J’adore ça ! C’est comme être sur le bord d’une falaise. Vous devez prouver que ce que vous proposez fait sens. Comme je le disais, c’est très sain de faire cela de temps en temps. Vous devez vous regarder dans le miroir, vous réévaluer. C’est aussi très excitant de rencontrer de nouvelles personnalités. Je me souviens en particulier des Noces que j’ai faites au Ballet de Lorraine où j’ai aussi travaillé avec le Chœur de l’opéra. C’était absolument magnifique. J’apprends beaucoup de ces différentes expériences, de ces artistes qui sont dans d’autres univers que le mien.

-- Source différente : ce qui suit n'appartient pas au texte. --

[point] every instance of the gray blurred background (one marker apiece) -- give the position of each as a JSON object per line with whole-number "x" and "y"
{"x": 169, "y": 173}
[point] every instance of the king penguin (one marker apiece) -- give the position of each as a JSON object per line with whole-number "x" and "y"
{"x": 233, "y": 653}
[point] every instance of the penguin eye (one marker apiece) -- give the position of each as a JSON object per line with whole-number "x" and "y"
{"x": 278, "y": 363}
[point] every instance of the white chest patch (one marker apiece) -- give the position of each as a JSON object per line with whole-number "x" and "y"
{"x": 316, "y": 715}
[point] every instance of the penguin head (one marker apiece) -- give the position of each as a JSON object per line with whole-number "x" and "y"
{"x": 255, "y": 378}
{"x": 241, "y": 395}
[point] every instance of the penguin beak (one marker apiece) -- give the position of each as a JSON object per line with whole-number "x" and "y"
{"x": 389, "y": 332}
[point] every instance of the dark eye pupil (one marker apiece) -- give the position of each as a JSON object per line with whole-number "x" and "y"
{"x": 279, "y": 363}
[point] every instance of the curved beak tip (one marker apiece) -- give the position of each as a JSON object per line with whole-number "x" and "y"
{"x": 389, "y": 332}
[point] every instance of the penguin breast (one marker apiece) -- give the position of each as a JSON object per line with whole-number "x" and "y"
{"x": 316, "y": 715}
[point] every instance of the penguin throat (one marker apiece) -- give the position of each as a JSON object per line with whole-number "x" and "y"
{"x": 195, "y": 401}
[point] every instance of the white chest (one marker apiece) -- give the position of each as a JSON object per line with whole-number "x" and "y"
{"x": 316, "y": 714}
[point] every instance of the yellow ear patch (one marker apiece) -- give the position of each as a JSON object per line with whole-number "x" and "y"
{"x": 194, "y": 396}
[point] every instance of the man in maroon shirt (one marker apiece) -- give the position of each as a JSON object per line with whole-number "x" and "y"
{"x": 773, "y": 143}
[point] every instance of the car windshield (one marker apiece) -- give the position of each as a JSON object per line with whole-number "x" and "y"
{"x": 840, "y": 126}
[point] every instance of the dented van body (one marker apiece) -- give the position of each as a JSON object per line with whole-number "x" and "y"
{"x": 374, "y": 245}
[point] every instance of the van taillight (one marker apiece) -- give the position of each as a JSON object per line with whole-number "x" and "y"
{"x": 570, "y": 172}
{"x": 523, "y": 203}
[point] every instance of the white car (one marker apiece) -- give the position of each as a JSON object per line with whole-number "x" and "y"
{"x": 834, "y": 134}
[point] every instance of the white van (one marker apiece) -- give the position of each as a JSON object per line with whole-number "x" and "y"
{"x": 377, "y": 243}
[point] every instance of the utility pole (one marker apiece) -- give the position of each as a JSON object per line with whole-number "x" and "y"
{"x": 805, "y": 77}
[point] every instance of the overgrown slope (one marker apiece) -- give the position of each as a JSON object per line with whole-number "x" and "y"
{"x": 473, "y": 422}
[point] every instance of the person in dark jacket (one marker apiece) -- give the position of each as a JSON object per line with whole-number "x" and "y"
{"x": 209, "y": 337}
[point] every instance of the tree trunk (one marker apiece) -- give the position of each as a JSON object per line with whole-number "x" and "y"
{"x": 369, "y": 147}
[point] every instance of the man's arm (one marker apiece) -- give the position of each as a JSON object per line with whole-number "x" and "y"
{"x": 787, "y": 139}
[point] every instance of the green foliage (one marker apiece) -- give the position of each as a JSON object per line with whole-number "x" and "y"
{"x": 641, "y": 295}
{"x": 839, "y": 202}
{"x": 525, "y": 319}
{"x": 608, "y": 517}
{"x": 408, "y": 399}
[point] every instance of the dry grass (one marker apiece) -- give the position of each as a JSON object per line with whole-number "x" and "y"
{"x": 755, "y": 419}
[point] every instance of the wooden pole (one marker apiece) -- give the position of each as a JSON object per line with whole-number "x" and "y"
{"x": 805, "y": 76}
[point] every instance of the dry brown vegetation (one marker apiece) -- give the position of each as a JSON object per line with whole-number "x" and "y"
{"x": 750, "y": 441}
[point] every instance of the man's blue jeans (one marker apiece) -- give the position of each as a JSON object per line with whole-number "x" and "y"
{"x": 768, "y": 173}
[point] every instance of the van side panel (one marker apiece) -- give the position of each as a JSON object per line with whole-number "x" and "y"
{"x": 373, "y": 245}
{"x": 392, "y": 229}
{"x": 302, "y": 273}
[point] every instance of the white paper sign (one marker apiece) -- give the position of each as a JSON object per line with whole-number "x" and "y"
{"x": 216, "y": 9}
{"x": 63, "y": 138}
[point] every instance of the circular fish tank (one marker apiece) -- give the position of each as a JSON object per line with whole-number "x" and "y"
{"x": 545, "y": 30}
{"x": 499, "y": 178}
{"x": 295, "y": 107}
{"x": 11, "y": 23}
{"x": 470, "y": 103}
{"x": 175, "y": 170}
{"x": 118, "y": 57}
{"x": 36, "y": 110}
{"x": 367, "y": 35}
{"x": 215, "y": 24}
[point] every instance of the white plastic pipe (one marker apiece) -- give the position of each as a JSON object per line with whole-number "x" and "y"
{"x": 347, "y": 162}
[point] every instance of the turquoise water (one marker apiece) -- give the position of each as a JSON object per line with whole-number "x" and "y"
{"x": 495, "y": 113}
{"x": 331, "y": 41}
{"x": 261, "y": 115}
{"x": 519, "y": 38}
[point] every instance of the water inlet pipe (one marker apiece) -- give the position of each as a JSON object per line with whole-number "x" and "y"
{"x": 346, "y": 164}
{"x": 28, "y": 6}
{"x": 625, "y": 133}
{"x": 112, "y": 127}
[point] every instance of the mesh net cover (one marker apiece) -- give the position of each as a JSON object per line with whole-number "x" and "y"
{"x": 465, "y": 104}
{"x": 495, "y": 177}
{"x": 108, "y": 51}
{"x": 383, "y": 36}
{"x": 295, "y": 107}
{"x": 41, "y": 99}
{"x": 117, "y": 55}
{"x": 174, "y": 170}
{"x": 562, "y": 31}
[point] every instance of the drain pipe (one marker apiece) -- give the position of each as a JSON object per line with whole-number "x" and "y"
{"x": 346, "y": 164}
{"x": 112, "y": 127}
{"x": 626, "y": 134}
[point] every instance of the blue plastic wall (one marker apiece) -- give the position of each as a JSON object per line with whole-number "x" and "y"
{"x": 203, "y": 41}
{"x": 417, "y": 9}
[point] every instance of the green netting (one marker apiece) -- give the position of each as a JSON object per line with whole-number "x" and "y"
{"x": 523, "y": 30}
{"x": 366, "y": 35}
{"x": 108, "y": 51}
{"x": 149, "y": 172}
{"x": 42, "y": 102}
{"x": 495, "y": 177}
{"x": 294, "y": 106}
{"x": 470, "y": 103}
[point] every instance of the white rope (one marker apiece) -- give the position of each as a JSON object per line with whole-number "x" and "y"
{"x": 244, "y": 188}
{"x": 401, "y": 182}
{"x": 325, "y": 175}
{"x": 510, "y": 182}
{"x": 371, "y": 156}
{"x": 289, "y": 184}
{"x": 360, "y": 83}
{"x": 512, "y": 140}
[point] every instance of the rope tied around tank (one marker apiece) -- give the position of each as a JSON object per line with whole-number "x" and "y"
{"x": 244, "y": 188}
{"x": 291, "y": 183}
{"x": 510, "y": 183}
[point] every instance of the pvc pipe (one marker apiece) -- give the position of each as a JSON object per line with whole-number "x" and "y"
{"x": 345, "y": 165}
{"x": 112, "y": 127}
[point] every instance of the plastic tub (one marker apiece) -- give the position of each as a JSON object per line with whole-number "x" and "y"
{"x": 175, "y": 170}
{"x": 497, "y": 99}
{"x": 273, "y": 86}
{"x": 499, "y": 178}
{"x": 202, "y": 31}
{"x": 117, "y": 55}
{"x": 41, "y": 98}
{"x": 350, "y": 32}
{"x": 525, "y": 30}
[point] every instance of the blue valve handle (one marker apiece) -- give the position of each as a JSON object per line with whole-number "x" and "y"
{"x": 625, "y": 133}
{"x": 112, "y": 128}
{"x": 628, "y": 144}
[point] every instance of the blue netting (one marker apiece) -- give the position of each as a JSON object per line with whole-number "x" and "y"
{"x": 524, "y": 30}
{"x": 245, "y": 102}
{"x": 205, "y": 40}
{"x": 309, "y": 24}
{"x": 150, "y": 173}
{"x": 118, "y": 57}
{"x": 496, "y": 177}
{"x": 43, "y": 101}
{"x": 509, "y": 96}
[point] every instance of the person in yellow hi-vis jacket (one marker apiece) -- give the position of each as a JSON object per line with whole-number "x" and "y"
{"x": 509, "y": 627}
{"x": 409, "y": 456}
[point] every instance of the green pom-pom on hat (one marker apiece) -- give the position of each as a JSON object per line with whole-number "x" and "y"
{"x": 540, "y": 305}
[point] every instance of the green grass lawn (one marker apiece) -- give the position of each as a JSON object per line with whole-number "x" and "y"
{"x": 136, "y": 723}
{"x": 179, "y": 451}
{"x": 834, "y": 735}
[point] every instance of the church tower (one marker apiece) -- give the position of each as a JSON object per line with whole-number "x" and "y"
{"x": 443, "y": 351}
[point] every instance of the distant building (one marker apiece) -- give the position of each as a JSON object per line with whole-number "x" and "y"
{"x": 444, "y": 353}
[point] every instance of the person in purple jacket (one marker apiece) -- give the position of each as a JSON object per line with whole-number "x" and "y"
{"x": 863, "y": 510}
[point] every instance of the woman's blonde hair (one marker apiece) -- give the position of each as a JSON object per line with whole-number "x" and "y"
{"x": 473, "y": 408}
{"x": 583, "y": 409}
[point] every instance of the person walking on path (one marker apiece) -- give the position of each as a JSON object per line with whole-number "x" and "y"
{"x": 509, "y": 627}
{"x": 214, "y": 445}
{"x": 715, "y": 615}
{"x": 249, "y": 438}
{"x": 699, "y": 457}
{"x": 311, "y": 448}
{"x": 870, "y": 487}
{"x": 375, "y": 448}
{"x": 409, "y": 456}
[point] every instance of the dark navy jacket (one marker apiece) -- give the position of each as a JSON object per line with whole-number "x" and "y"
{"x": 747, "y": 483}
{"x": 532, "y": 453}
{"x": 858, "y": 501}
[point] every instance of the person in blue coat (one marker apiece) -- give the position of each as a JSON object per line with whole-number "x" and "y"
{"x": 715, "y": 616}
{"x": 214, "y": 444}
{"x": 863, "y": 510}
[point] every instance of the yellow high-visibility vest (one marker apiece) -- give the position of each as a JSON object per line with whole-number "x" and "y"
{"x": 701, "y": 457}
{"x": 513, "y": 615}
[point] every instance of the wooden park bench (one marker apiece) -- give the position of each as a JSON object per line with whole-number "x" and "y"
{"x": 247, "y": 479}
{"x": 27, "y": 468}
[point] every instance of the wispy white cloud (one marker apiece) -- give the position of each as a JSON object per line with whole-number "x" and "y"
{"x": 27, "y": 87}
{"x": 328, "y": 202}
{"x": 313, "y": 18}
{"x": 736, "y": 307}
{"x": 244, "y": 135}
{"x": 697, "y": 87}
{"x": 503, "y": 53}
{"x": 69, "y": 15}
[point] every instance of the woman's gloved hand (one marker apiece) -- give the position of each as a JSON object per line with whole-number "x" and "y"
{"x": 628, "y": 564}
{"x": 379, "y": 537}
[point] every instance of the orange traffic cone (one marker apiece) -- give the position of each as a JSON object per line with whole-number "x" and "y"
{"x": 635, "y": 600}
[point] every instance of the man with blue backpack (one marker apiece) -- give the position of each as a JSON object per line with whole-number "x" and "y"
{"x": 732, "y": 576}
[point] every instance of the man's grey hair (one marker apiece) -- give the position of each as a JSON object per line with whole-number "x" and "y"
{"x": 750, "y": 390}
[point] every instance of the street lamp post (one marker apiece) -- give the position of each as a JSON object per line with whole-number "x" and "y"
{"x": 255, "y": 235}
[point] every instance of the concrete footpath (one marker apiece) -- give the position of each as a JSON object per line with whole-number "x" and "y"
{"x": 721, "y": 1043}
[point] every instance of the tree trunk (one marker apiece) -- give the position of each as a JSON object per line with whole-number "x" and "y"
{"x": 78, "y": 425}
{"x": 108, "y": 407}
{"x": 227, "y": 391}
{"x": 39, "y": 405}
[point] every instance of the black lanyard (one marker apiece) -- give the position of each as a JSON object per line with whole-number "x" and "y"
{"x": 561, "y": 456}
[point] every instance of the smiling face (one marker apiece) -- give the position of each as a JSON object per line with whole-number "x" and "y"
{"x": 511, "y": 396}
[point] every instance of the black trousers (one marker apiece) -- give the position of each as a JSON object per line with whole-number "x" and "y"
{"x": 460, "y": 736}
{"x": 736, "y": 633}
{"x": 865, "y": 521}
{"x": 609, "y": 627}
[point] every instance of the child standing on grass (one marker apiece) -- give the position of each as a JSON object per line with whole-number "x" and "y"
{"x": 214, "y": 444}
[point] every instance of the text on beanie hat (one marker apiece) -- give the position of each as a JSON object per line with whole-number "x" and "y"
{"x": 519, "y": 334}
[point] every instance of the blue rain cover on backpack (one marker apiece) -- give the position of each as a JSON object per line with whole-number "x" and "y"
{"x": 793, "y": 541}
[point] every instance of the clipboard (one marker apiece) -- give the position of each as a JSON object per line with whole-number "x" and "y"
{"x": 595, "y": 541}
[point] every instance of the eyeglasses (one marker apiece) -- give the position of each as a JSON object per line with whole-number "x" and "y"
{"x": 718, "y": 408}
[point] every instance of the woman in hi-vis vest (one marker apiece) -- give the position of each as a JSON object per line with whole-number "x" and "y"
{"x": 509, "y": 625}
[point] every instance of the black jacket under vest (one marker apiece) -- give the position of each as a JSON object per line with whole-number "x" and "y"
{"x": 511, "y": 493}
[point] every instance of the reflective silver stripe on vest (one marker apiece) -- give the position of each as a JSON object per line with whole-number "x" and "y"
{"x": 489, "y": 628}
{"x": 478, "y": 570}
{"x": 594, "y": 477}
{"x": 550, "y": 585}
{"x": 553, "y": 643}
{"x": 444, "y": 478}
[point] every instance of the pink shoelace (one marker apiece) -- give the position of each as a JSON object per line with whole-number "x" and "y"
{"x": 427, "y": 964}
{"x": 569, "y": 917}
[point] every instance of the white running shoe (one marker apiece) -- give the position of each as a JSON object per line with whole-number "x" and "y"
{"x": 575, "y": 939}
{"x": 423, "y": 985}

Et puis, quand je vais créer une pièce pour une autre compagnie comme par exemple en ce moment pour le Ballet de Corée, je viens avec mon décorateur, mon éclairagiste, mon costumier, mon maitre de ballet et c’est comme si une partie de la compagnie allait là-bas. Il ya quelque chose de très beau dans cette rencontre. Ce n’est jamais bon d’être isolé et en Finlande, on a cette tendance à cause de la géographie. Donc j’espère poursuivre de cette manière : être ancré avec ma compagnie et continuer à aller à la rencontre des autres.

 

Vous venez au théâtre de Chaillot dans le cadre d’un festival nordique qui réunit des compagnies et des chorégraphes scandinaves et finlandais. Est-ce que vous vous sentez partie prenante d’une tendance ou d’une école qui unirait ces pays ?

Quand je fais une chorégraphie, je ne pense pas  que ce soit une pièce finlandaise ou que je fais de la danse nordique. Je veux faire une danse globale. Mais de fait, je porte en moi cette histoire et cet environnement des pays du Nord de l’Europe qui est composé à la fois de l’obscurité permanente de l’hiver et de la surexposition à la lumière l’été. On ne peut pas dénier ces éléments. Par exemple, je suis toujours très soucieux de la lumière dans mes spectacles. Je ne me demande pas pourquoi mais très certainement, cela est lié aussi à mon histoire et à ce rapport particulier que les nordiques ont à la lumière.

 

Mais est-ce que vous ressentez un lien particulier, une proximité avec des artistes tels que Mats Ek ou Alexander Ekamn ?

À un certain moment, j’ai pu penser qu’il avait quelque chose de similaire. Mais il y a une grande diversité parmi tous ces créateurs. Je pense qu’il se passe actuellement beaucoup de choses intéressantes en danse contemporaine en Suède, en Finlande, en Norvège, au Danemark, en Islande. Je ne dirais donc plus aujourd’hui la même chose car il y a réellement une très grande variété de styles avec une nouvelle génération de chorégraphes.

 

Que pouvez-vous dire aujourd’hui sur l’état de la danse en Finlande ? Vous expliquiez que dans les années 1980, il n’y avait quasiment que le Ballet National de Finlande.

Depuis que je dirige ma propre compagnie – cela fait 22 ans – il y a eu d’énormes changements. Surtout, ce n’est plus aussi cloisonné que ce le fut entre ballet classique et danse contemporaine. Je suis un exemple de ces danseurs qui ont débuté en faisant du ballet classique et qui aujourd’hui font de la danse contemporaine en utilisant toutes les techniques apprises, sans aucune discrimination. C’est un changement radical. Le public veut voir des spectacles de qualité sans se soucier du style. Ce public ne cesse de s’accroitre aussi bien le public qui allait voir des ballets classiques et qui vient aujourd’hui voir de la danse contemporaine que celles et ceux qui ont débuté leur vie de public en voyant nos spectacles. C’est très stimulant. Enfin, il y a cette chose importante : la construction d’une maison de la danse à Helsinki en 2020. C’est un moment clef dans l’histoire de la danse en Finlande car nous allons enfin avoir une maison pour toutes sortes de danses. Il y aura des studios de répétitions, deux théâtres. C’est vraiment très excitant pour nous.

 

Festival Nordique à Chaillot du 16 au 27 janvier.  Soirée d’ouverture le 16 janvier. Protagonist par le Ballet Cullberg (du 17 au 21 janvier), Morphed de Tero Saarinen (du 18 au 20 janvier), Kodak par le GöteborgOperans Danskompani (du 25 au 27 janvier), Tide/Scheherazade/Thewomanhouse par Bara Sigfusdottir/Ina Christel Johannessen (du 25 au 27 janvier).